To set the stage, the similarities are broadly:
Both store JSON data and expose a NoSQL rather than relational interface.
Both use SQLite as an underlying durable datastore.
However, neither expose SQLite to the client -- it's an implementation detail. Sync in particular has a somewhat complicated data model in SQLite to support synchronisation metadata.
Both are designed to securely store data from remote services locally on a device from remote services.
Both offer querying JSON data on device. Both use SQLite's indexing engine under-the-hood.
Sync offers a more flexible and powerful system based on Cloudant Query. Sync offers full text search via SQLite's FTS engine.
Sync also allows creating and dropping indexes at any point, whereas I believe JSONStore requires defining indexes when creating a collection.
Sync
Both Cloudant Sync and JSONStore were designed around the idea of storing data from remote services locally on the device for offline use, or just to make manipulating the data quicker for users.

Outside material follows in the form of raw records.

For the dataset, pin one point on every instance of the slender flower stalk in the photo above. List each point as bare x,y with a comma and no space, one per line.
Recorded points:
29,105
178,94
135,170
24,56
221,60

We originally designed Cloudant Sync (CDTDatastore on iOS, sync-android on Android) with the purpose of synchronising data with a remote Cloudant or CouchDB server. When used with Cloudant/CouchDB, Cloudant Sync supports automatic, incremental synchronisation as local and remote data changes. Cloudant Sync also has a powerful and flexible model, taken from CouchDB, for resolving changes concurrently made on different servers and devices asynchronously. When used together, the Cloudant Sync + Cloudant/CouchDB are a powerful combination, and uses a reliable and long-in-production sync protocol.
As you found, JSONStore, on the other hand, is more agnostic as to what its remote database is. This, however, comes at the cost of sync being a fairly manual process -- importantly, though, JSONStore's data model provides capabilities to significantly help with the process.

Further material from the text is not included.